#AltcoinSeasonLoading Current dynamics

The BTC/USD pair continues its rapid upward dynamics, with the first cryptocurrency reaching historic highs of 122700.00 supported by two key factors: trade and cash.

Since the beginning of the week, the White House administration has been actively sending notifications to partners regarding an increase in tariffs starting August 1st by between 25%-50%. The governments of Japan, South Korea, and Brazil, which have high trade dealings with the United States, announced their receipt of the tariffs, but market participants remain focused on adjusting the rate to 30% on imports from the EU and Mexico. According to 2022 data, these countries exported goods worth 533 billion and 455 billion dollars respectively, which together account for about one-third of total U.S. imports. Investors fear that tightening conditions could increase pressure on the economy and push it into recession in the near future, especially as the latest minutes from the U.S. Federal Reserve indicate that most officials are not prepared to adjust borrowing costs before the end of this year.

Experts indicate that one additional factor behind the rise in the price of 'digital gold' is market participants' concerns about the outlook for U.S. government debt. Following the passage of the (One Big Beautiful Bill Act), initiated by the White House, which represents a comprehensive economic program embodying the politician's election promises, its maximum has increased by 5 trillion dollars, becoming the largest one-time correction in U.S. history. Under these circumstances, BTC and cryptocurrencies in general are considered safe assets, which boosts their prices. However, this massive volume of purchases is currently attributed to large players, as the price of the first cryptocurrency has now become too high for retail investors. This is also confirmed by the change in Bitcoin-ETF balance, which reached 2.7175 billion USD over the week.

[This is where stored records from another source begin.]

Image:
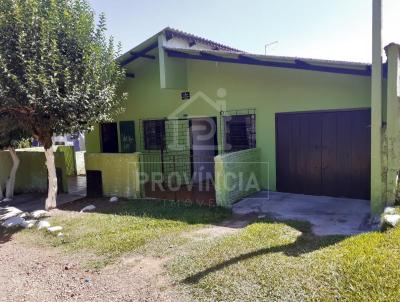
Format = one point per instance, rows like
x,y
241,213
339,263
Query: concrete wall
x,y
120,173
237,175
219,86
32,172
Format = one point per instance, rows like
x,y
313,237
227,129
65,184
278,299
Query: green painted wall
x,y
69,157
32,172
268,90
119,173
237,175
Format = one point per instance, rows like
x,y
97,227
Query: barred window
x,y
154,134
240,132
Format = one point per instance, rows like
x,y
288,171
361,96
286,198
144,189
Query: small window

Support and resistance levels

The instrument has exited the sideways range between 111000.00-100000.00 and has established itself above the 121875.00 mark (Murray level [7/8]), allowing exchange rates to test targets of 125000.00 (Murray level [8/8]) and 128125.00 (Murray level [+1/8]).

Technical indicators suggest the current trend will continue: Bollinger Bands are trending upwards, the MACD indicator is increasing in the positive zone, while the stochastic indicator is moving horizontally in the overbought area. A price breakout above the upper Bollinger Band does not rule out a correction to the 112500.00 area (Murray level [4/8]), but it is unlikely to lead to a change in trend.

Resistance levels: 125000.00, 128125.00.

Support levels: 115625.00, 112500.00.